他们慢慢分开。他退出来的时候,她轻轻吸了口气,内壁追着他的柱身收缩,像是在挽留。一股温热的液体从她腿间滑下来,沾在丝袜的上沿。
她从包里翻出一包纸巾,抽出几张塞进热裤里擦了擦,然后把热裤拉链拉上,整理了下polo衫的领口。韩澄也把自己收拾好,拉上牛仔裤的拉链,扣上扣子。
他们并排坐在吊厢的长座椅上。她靠在他肩膀上,长腿交叠着伸出去,漆皮长靴的靴尖在吊厢地板上轻轻晃。
吊厢在下降。透过玻璃窗能看到游乐场的灯光越来越近,旋转木马的音乐声渐渐清晰起来。
“你终于忍不住了。”她说。
“嗯。”
“你忍了很久。”
“我没忍。”
“你忍了。”她偏头看他的侧脸,“你知道你忍的时候下颌会咬紧吗?你从鬼屋出来下颌就没松过。”
韩澄没说话。她说得对。
“不过你最后破的方式挺好看的。”她把腿搭在他大腿上,“不是猛地扑过来,就是——走过来。”
“你满意了?”
“嗯。”她笑了一声,“值回票价。”
韩澄低头看了她一眼。她的面具在吊厢顶灯下反着光,红嘴唇微微张着,嘴角带着那个他开始熟悉的弧度。她的身体靠在他身上,分量不重,但很暖。
“摩天轮还挺值的。”他说。
“一张票三十分钟,你用了大概一半。”她伸手在他大腿上拍了拍,“另外那半你在干嘛?在吃亏。”
“我在跟你聊天。”
“聊天不算。”
韩澄看着窗外越来越近的地面,嘴角动了动。
吊厢快到底的时候,她把风衣从座椅上拿起来披上,把polo衫胸口的湿痕遮住。她拉了拉风衣的领子,又理了理头发。
“出去的时候别看我胸口。”她说。
“你不提醒我还不看。”
“你现在就看了。”
韩澄把目光移开。
吊厢到站,工作人员打开门。他们走出来的时候,夜风一吹,韩澄才感觉到自己后背的T恤有点潮。她走在他旁边,风衣裹着,步子轻快。
“还饿吗?”她问。
“有点。”
“那再去吃点。”
他们穿过游乐场走回食摊区。摊主们已经开始收摊了,但还有几家开着。他们找了个卖馄饨的摊子坐下来,要了两碗。
她把风衣裹紧了一点,双手捧着馄饨碗,吹了吹热气。
“你知道吗,”她说,“我今天本来只是想逛逛。”
“然后呢?”
“然后鬼屋——你抓我手腕那一下,我就改主意了。”
韩澄端起碗喝了一口汤。
“你的意思是怪我?”
“不怪你。”她夹起一个馄饨吹了吹,“怪你下颌。”
“什么?”
“你咬紧下颌的样子太好看了。”她把馄饨塞进嘴里,嚼了嚼,含糊地说,“你咬紧下颌的时候我就想——我要把这个咬紧弄松。”
韩澄没接话,低头吃馄饨。
他们吃完以后,韩澄付了钱。两个人从食摊区走出来,沿着游乐场的小路往出口方向走。天完全黑了,路灯把他们的影子拉在脚下。路边的彩灯还亮着,但游客明显少了。

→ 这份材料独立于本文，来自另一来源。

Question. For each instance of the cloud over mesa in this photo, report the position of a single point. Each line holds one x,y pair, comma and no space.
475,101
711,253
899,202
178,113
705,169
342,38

她在一个糖炒栗子摊前停下来,买了一小纸袋热的。两个人边走边剥,栗子壳丢进路边的垃圾桶里。
“今天挺好玩。”她说。
“嗯。”
“你以前来过游乐场吗?”
“小时候来过。”
“你小时候什么样?”
“跟现在差不多。”
“骗人。”她笑着推了推他,“你小时候肯定不这样。你小时候肯定是个闷葫芦。”
韩澄剥了一个栗子递给她。她张嘴接了,嚼着,红嘴唇在路灯下泛着油光。
“今天的碰碰车你确实不行。”她说。
“你还在说这个?”
“我记仇。”
他们走到游乐场出口的时候,人已经不多了。检票口的工作人员在玩手机,看见他们出来点了下头。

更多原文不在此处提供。